Philip knocked and stepped inside. When Mattresse Aimable saw who it was she was so startled that she dropped her work, and made vague clutches to recover it. Stooping, however, was a great effort for her. Philip instantly stepped forward and picked up the net. Politely handing it to her, he said:
"Ah, Maitresse Aimable, it is as if you had never stirred all these years!" Then turning to her husband "I have come looking for a good pilot, Jean." Mattresse Aimable had at first flushed to a purple, had afterwards gone pale, then recovered herself, and now returned Philip's look with a downright steadiness. Like Jean, she knew well enough he had not come for a pilot—that was not the business of a Prince Admiral.
She did not even rise. Philip might be whatever the world chose to call him, but her house was her own, and he had come uninvited, and he was unwelcome.

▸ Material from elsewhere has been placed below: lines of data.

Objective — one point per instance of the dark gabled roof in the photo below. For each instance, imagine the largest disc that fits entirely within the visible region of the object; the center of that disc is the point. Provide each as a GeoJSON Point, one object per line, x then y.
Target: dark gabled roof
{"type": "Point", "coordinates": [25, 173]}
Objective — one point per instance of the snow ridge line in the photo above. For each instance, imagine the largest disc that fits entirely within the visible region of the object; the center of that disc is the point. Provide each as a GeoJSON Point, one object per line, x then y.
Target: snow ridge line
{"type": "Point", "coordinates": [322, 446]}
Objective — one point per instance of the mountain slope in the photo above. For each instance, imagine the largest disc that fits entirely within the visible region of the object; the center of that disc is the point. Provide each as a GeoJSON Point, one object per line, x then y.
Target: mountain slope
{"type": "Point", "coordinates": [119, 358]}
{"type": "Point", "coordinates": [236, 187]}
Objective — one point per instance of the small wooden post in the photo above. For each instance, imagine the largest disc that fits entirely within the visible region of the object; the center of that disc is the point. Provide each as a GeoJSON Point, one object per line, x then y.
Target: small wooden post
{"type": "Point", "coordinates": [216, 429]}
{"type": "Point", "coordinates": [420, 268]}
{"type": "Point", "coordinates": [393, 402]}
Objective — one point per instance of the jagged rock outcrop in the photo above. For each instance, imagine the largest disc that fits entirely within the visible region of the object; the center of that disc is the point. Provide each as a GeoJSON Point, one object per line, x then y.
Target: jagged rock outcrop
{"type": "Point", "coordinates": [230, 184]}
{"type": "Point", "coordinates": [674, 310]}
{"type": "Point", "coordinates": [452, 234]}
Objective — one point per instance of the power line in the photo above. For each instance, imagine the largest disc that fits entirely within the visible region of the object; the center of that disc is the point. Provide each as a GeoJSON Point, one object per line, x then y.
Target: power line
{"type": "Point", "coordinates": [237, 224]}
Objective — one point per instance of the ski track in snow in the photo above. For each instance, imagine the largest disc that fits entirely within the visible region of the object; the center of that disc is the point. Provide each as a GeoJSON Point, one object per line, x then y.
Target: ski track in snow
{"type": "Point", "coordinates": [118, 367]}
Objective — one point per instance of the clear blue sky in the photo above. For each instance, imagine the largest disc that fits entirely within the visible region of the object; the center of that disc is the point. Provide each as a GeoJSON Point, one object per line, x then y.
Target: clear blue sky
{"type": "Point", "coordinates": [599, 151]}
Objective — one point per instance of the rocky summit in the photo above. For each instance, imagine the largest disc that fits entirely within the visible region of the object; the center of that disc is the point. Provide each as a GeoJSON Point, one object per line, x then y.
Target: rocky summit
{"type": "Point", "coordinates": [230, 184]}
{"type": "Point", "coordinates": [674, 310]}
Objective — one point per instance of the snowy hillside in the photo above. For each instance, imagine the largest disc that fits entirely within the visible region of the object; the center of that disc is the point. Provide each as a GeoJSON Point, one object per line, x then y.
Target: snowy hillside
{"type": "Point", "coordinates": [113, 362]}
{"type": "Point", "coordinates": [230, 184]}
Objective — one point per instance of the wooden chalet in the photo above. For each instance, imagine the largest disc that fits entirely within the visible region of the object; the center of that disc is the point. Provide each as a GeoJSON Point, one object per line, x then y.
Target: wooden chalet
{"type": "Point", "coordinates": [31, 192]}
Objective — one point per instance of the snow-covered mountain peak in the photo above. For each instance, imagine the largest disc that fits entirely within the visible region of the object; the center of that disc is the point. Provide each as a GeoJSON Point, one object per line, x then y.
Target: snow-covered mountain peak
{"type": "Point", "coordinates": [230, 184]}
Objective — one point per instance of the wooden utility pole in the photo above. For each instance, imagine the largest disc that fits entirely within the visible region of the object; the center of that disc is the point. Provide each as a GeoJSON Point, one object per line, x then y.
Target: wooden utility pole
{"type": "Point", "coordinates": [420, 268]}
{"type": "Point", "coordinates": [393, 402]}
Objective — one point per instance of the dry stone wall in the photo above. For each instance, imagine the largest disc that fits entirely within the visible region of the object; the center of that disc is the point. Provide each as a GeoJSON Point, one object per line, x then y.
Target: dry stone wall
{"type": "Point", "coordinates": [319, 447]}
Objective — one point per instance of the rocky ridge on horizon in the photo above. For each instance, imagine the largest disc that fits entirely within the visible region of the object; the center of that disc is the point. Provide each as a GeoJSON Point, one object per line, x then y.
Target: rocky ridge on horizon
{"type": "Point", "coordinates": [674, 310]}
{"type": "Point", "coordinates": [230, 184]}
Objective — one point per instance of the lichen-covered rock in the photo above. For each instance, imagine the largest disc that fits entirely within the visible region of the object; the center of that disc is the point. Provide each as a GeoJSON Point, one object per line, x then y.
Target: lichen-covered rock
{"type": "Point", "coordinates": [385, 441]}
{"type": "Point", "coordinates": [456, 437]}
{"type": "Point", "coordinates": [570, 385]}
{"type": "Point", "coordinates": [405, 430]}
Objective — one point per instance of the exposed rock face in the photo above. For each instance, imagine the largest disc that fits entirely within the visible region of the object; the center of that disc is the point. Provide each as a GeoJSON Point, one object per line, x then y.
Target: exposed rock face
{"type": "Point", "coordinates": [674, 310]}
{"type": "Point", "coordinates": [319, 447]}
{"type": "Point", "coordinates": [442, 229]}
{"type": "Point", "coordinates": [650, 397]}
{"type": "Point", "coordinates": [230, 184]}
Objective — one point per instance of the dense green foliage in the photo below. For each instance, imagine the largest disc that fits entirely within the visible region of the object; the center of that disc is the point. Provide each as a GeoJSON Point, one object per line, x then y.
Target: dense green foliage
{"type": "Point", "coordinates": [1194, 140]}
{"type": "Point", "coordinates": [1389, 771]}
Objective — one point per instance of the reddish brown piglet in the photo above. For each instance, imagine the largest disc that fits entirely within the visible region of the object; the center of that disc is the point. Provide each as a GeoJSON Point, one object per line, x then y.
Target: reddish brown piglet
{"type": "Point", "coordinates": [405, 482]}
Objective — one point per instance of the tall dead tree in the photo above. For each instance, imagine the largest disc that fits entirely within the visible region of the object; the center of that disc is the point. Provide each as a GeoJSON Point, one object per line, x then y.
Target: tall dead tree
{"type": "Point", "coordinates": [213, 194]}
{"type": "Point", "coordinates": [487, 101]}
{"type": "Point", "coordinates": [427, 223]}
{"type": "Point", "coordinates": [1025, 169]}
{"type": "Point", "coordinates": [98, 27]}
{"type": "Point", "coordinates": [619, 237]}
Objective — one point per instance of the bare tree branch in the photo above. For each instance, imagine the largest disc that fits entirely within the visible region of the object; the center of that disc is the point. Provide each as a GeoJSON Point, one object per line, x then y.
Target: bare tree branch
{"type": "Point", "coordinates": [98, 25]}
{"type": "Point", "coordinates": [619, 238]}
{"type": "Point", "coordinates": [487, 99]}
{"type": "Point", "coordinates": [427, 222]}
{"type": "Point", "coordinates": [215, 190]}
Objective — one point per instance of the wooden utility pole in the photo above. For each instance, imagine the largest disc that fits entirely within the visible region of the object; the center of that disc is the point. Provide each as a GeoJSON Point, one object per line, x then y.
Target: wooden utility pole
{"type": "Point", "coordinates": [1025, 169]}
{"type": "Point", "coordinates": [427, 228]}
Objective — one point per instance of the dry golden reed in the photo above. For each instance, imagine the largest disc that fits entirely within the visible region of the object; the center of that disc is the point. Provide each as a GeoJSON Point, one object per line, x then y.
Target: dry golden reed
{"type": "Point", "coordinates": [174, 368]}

She kept her seat, but her fat head inclined once in greeting, and she waited for him to speak again. She knew why he had come; and somehow the steady look in these slow, brown eyes, and the blinking glance behind Jean's brass-rimmed spectacles, disconcerted Philip. Here were people who knew the truth about him, knew the sort of man he really was. These poor folk who had had nothing of the world but what they earned, they would never hang on any prince's favours.
He read the situation rightly. The penalties of his life were teaching him a discernment which could never have come to him through good fortune alone. Having at last discovered his real self a little, he was in the way of knowing others.
"May I shut the door?" he asked quietly. Jean nodded. Closing it he
turned to them again. "Since my return I have heard naught concerning
Mademoiselle Landresse," he said. "I want to ask you about her now.
Does she still live in the Place du Vier Prison?"
Both Jean and Aimable shook their heads. They had spoken no word since his entrance.
"She—she is not dead?" he asked. They shook their heads again.
"Her grandfather"—he paused—"is he living?" Once more they shook their heads in negation. "Where is mademoiselle?" he asked, sick at heart.
Jean looked at his wife; neither moved nor answered. "Where does she live?" urged Philip. Still there was no motion, no reply. "You might as well tell me." His tone was half pleading, half angry—little like a sovereign duke, very like a man in trouble. "You must know I shall find out from some one else, then," he continued. "But it is better for you to tell me. I mean her no harm, and I would rather know about her from her friends."